Bleeding gums during pregnancy

What pregnant women can do to prevent inflammation of the gums 

For many women, the less pleasant experiences during pregnancy include bleeding gums. They are often the first sign of inflammation. Pregnant women have an increased risk of developing inflammation of the gums: around 60 to 75 per cent are affected1. Since inflammation is such a common occurrence, it is also referred to as pregnancy gingivitis.

Bleeding and inflammation of the gums are not usually harmful to the mother or the unborn baby. But they should not be ignored either. If left untreated, gingivitis can develop into periodontitis, which damages the periodontium and, in the worst cases, can lead to tooth loss.

This article describes measures you can take to help maintain healthy gums. It also includes tips on what to look out for in your dental hygiene routine when you are pregnant and detailed information on the topic of inflammation and bleeding of the gums during pregnancy.

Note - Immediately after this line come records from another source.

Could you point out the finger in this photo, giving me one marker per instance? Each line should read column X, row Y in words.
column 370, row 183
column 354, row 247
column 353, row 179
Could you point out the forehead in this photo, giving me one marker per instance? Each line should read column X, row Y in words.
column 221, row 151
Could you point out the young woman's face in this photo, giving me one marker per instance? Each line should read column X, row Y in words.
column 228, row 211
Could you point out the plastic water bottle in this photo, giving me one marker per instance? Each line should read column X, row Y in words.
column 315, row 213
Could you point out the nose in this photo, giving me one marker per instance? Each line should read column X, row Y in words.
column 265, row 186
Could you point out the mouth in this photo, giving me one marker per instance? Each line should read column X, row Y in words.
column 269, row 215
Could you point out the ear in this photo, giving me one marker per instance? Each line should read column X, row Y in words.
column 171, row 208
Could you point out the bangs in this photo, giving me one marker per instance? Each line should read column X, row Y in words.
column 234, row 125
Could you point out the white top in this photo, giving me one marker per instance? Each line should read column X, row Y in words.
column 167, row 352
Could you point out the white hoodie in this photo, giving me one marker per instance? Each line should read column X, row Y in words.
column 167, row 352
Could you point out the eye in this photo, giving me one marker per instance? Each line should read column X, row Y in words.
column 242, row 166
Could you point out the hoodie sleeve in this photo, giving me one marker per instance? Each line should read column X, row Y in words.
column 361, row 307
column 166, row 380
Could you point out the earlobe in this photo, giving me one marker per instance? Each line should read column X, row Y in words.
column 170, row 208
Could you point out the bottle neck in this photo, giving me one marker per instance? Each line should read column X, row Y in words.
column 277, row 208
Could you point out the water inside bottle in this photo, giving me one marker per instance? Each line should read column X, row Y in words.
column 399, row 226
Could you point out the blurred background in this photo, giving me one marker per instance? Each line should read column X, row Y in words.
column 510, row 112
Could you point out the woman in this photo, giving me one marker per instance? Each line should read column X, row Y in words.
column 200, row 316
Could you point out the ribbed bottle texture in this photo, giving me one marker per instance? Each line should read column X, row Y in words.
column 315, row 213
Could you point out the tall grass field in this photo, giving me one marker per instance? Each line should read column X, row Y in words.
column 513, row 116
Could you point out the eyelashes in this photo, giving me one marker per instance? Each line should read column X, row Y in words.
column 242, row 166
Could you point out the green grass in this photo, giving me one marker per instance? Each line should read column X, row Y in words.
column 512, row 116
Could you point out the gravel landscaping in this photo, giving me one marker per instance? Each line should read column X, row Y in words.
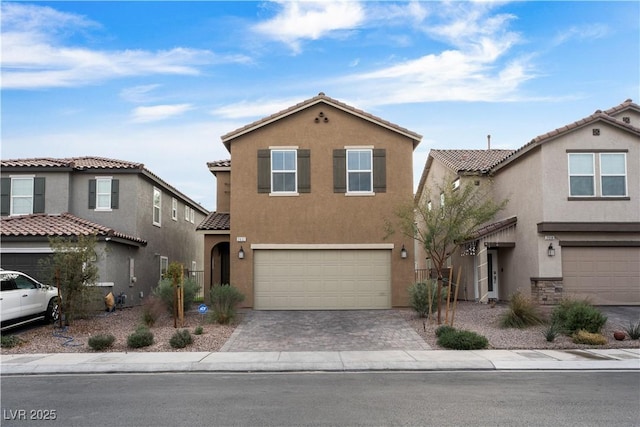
column 479, row 318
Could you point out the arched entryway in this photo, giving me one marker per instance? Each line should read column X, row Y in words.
column 219, row 264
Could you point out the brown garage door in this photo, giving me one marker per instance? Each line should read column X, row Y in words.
column 606, row 276
column 322, row 279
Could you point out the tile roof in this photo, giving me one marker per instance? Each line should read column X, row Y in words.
column 470, row 160
column 493, row 228
column 215, row 221
column 65, row 224
column 321, row 97
column 599, row 115
column 79, row 163
column 93, row 162
column 219, row 164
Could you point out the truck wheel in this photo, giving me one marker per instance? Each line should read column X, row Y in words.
column 53, row 310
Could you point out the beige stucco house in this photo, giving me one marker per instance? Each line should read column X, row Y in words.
column 571, row 228
column 302, row 205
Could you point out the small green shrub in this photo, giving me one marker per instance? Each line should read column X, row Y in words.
column 633, row 330
column 142, row 337
column 444, row 329
column 9, row 341
column 551, row 332
column 462, row 340
column 584, row 337
column 166, row 293
column 574, row 315
column 101, row 341
column 152, row 309
column 522, row 313
column 180, row 339
column 224, row 300
column 420, row 294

What to do if you suffer from bleeding gums during pregnancy 

Hormonal changes during pregnancy increase blood flow to the gums, making them more sensitive. As a result, they can bleed more quickly when touched or if they come into contact with hard objects. Typical situations where gums start to bleed include:

  • Cleaning the teeth
  • Using dental floss
  • Eating harder foods – such as when biting into an apple

If toothpaste becomes mixed with blood while brushing, many pregnant women instinctively cut their daily oral hygiene routine short. That is exactly what not to do! If plaque and harmful bacteria are not properly removed, they can spread, penetrate into the soft tissue of the gums and cause inflammation.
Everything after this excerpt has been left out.